Taurine administration during lactation modifies hippocampal CA1 neurotransmission and behavioural programming in adult male mice.

Taurine plays a role in neuronal development. In this study, we examined whether postnatal taurine administration influences the long-term consequences induced by mild neonatal stressors (10 min maternal deprivation plus sham injection, applied daily to neonatal mice up to 21 days). At 30 days of age stressed mice showed higher pain threshold both in the tail-flick--which measures mostly the spinal mechanisms of pain--and in the hot-plate test--which reflects mainly the supraspinal mechanisms of pain. The latter effect was prevented completely by neonatal taurine administration, while the tail-flick test was not affected, thus suggesting that spinal pain is not sensitive to taurine treatment.

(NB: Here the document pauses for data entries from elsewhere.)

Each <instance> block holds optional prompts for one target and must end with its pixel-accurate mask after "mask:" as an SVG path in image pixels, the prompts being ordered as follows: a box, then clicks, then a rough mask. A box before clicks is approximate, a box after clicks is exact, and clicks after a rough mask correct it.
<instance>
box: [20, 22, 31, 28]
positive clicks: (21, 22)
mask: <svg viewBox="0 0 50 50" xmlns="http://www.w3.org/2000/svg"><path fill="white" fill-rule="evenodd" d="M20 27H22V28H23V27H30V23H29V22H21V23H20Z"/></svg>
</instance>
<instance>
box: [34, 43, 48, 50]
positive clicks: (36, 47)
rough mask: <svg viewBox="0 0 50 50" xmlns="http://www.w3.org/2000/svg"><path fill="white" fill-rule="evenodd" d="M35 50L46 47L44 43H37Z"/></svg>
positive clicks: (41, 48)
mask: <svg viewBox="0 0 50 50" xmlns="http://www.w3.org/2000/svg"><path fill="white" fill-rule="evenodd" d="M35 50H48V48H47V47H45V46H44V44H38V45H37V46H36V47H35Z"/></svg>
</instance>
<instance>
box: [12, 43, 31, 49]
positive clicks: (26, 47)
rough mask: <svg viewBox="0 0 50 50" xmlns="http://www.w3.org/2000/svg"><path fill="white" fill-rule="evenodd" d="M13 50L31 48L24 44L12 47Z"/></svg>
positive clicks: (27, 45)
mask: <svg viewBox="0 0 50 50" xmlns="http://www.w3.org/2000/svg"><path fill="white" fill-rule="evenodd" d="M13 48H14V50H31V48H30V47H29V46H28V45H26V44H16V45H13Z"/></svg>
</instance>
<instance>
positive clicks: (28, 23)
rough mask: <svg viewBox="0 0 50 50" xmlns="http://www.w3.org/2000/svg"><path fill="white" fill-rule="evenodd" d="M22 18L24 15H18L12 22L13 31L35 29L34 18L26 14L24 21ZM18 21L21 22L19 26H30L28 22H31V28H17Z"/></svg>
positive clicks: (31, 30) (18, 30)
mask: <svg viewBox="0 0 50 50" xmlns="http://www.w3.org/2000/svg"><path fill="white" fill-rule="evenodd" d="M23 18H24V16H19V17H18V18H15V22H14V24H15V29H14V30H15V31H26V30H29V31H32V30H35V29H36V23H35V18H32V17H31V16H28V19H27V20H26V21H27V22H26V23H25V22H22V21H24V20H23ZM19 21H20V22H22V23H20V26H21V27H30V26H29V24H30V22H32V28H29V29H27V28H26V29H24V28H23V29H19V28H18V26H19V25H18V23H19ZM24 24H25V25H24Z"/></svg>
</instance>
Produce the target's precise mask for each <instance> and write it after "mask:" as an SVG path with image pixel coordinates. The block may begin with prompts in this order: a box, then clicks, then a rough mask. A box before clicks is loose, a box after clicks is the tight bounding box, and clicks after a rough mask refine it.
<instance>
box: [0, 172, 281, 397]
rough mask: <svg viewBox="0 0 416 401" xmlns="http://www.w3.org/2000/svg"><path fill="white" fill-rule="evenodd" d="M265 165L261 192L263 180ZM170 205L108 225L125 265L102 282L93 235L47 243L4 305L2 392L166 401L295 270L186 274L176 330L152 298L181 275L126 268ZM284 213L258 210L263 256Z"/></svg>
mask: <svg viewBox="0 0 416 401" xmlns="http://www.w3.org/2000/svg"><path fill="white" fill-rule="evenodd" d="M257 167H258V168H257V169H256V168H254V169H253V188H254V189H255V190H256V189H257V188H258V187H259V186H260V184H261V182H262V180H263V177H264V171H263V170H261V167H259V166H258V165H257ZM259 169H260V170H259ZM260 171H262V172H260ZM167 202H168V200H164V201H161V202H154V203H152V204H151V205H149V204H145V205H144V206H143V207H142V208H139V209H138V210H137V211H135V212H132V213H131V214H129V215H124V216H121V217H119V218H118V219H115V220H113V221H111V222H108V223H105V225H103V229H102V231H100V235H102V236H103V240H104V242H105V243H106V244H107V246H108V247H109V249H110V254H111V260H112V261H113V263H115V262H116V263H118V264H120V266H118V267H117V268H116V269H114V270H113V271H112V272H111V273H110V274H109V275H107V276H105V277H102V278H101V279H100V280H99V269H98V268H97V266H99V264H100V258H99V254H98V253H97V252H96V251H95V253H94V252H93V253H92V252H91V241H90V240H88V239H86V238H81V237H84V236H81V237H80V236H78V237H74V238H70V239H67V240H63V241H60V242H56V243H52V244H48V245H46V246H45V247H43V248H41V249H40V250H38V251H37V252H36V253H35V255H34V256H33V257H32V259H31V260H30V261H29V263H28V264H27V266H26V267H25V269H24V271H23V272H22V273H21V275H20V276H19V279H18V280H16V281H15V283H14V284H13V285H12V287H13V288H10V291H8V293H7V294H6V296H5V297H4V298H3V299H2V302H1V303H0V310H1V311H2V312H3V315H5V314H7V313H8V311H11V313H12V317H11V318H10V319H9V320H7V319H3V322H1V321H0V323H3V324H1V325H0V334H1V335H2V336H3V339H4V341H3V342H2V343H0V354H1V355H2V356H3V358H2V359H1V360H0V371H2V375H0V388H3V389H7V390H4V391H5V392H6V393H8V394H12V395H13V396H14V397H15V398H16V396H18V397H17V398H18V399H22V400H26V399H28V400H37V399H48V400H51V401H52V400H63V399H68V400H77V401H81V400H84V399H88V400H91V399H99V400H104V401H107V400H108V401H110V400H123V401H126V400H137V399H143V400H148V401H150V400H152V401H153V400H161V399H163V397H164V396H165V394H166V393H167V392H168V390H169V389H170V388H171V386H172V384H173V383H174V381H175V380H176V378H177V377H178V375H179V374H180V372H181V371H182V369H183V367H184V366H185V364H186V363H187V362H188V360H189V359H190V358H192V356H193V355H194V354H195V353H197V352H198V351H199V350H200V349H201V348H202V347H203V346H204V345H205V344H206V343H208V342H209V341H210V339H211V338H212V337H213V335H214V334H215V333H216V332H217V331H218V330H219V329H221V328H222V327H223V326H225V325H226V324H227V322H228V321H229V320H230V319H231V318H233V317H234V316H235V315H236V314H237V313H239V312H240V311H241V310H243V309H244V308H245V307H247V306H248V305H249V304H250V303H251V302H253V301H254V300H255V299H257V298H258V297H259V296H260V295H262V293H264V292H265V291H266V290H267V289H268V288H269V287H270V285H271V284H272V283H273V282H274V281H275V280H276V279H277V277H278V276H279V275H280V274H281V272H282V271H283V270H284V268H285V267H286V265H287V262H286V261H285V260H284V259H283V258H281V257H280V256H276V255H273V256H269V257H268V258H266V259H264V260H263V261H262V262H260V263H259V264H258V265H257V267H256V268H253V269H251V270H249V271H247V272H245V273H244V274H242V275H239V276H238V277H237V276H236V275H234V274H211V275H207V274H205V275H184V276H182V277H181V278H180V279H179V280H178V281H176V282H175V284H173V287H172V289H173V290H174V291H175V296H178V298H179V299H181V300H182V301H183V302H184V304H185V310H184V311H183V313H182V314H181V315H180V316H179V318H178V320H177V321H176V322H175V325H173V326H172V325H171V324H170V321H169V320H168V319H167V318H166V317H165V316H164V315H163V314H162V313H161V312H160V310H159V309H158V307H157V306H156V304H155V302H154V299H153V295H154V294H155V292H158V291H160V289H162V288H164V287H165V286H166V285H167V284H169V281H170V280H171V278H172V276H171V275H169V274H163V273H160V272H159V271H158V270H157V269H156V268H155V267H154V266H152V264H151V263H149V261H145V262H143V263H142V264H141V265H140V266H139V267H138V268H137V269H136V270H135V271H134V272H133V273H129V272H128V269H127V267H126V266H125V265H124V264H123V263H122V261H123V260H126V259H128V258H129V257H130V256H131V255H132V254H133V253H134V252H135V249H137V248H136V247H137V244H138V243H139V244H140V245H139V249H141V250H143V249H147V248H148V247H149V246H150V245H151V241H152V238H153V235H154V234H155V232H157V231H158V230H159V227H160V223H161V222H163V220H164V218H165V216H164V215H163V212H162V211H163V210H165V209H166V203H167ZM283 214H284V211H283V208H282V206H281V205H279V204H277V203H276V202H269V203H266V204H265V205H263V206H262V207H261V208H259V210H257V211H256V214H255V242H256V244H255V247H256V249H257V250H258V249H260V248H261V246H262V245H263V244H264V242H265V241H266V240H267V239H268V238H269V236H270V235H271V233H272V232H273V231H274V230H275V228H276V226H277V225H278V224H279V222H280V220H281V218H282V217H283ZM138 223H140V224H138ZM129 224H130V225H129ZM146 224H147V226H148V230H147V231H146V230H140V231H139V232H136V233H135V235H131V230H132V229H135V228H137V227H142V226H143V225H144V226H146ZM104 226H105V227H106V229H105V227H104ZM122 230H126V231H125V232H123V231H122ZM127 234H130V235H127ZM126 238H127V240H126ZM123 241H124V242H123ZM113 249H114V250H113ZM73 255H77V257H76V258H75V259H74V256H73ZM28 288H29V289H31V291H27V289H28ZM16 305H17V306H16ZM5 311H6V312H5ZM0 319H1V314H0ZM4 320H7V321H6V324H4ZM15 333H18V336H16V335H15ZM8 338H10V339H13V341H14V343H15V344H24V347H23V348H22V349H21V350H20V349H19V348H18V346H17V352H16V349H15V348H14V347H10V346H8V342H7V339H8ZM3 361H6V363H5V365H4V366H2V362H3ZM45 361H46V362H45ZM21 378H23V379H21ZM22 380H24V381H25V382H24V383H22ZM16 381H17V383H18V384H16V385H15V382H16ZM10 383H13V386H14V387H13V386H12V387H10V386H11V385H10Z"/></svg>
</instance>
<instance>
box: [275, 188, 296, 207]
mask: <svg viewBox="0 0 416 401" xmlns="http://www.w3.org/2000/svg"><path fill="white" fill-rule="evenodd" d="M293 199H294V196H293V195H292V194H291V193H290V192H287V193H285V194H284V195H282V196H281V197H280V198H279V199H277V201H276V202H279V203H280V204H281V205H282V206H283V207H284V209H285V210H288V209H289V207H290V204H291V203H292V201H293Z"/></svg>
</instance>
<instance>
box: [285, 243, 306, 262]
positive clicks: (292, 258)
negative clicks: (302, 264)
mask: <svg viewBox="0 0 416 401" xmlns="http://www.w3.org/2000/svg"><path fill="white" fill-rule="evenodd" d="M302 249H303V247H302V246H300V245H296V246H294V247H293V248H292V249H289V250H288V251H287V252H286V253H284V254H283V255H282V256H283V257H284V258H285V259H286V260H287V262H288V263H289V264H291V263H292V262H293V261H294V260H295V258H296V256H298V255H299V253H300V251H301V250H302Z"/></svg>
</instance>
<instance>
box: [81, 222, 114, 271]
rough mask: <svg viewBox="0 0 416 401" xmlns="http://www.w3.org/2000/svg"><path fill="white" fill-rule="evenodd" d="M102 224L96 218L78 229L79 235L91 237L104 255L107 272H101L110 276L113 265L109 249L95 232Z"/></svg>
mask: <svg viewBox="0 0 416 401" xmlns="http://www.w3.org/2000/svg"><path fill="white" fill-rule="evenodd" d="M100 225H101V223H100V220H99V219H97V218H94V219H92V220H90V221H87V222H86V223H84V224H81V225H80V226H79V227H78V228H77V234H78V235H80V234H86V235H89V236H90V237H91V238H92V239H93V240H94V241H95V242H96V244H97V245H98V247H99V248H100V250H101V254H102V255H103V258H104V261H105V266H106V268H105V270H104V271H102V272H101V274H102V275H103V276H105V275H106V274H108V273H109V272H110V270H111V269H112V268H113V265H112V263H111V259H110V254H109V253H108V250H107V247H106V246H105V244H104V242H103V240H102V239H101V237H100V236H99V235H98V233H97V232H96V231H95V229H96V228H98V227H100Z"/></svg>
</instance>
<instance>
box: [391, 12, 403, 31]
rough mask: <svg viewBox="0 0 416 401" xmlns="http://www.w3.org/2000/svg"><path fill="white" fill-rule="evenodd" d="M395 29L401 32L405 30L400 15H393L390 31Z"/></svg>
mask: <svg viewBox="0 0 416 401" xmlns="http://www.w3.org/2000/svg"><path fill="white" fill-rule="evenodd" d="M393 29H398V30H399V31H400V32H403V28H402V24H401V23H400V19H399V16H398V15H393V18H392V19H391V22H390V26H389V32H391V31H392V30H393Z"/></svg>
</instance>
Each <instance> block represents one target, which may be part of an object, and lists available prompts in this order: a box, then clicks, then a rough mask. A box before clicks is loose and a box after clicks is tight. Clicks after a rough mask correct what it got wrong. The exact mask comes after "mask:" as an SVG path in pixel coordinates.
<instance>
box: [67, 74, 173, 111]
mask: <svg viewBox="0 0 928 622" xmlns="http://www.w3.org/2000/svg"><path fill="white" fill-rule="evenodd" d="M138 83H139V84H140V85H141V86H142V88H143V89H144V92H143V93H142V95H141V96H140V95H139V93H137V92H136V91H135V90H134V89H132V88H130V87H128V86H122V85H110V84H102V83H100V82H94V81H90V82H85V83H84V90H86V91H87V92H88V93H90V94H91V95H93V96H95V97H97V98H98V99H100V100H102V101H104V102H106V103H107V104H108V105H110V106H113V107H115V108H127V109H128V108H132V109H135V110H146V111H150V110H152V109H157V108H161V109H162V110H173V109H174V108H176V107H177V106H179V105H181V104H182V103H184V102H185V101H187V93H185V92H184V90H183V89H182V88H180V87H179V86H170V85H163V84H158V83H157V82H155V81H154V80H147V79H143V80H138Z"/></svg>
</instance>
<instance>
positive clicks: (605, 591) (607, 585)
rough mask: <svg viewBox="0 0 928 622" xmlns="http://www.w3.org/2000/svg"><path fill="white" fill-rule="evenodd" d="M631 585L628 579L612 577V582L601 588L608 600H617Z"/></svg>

At 140 days of age, mice which were stressed during the neonatal period showed consistent decrease in immobility time in forced swimming test, and taurine did not influence this parameter. At the same age, the fear/anxiety axis, measured with elevated plus maze test, did not show any consistent changes. Electrophysiological experiments in brain slices obtained from adult mice showed that input-output curves in hippocampal CA1 were increased by taurine administration in lactation. Hence, neonatal administration of taurine might permanently modify the functioning of hippocampus, a brain area which is known to be crucial for learning and memory.